Borrell is expected to take over as the EU’s high representative for foreign affairs and security policy, a position now held by Federica Mogherini.
In a hearing at the European Parliament on Monday, Borrell spelled out a vision for foreign policy that sees the bloc expanding its influence farther into Eastern Europe, focusing on developing democracy and the economy of Africa and building up its military strength. His talk of Europe standing up to the world’s superpowers is in keeping with what Ursula Von der Leyen, the incoming EU commission president, has laid out as her priority.
“The European Union has to learn to use the language of power,” Borrell said. “We have the instruments to play power politics.”

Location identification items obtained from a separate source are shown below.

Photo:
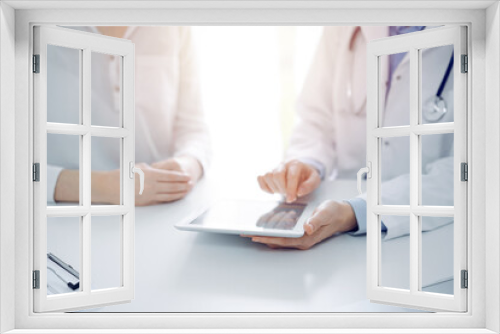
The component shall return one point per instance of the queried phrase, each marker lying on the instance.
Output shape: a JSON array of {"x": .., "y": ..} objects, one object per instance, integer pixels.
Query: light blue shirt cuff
[
  {"x": 52, "y": 176},
  {"x": 359, "y": 207},
  {"x": 316, "y": 164}
]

To achieve that, he said the EU’s individual countries need to work more in concert and unify their foreign policy goals. The bloc’s foreign policy clout is often hampered by competing interests among its member states.
“I am convinced that if we don’t act together, Europe will become irrelevant in the new world,” he said.
Borrell described Europe as facing an uncertain and difficult future due to pressures caused by climate change, growing trade wars, refugee crises, a breakdown of the international rules-based order and the threat of Russian aggression.
He said world affairs are now based around “the logic of power politics” and that Europe must adapt to that by becoming stronger and an equally powerful player.
“Trade, technology and finance are used as tools of international competition. They become political weapons,” he said.
He said Europeans need to spend much more on the military and be able to mobilize 60,000 troops in the event of an emergency. Today, European countries can field about 35,000 troops, he said.
“We should envision a Europe that can defend itself,” Borrell said. He added that the NATO alliance remained the cornerstone of Europe’s defense strategy.
He said Europe would remain a strong ally to the United States, even though he lamented that there is “no certainty of leadership from the U.S.”
He did not mention President Donald Trump by name, but in questioning U.S. leadership he echoed European distress over the American leader. Trump has questioned the need for the NATO alliance and called on Europe to spend more on defense. The EU and the U.S. are at odds over Iran and climate change and now are engaged in a trade conflict. Borrell said it was time to reset transatlantic relations with the U.S.
He also said the EU must make sure it is not “squeezed” in the growing conflict between the U.S. and China. He said China should be seen both as a “systemic rival as well as an economic opportunity.”
Looking toward Africa, Borrell said the EU needs to come up with a “new comprehensive strategy.” He said it is in the EU’s interest to help Africa develop economically and politically both to contain the influx of asylum seekers into Europe and to provide Europe with an economic opportunity.
“In a not too distant future, Africa will have over 1 billion people more,” he said with emphasis. “Not 1 billion people, 1 billion people more.”
He said Europe needs to invest and trade more in Africa, boost education levels there, help stabilize the continent and bring more women into power.
“There will not be a solution without women in power in Africa,” he said.
Borrell also said his first trip in his new role will be to Kosovo, which declared independence from Serbia in 2008. More than 100 countries recognize Kosovo, including the U.S., Germany, Britain and France. Spain, along with other European countries and Serbia, does not recognize Kosovo’s independence.
(Courthouse News reporter Cain Burdeau is based in the European Union.)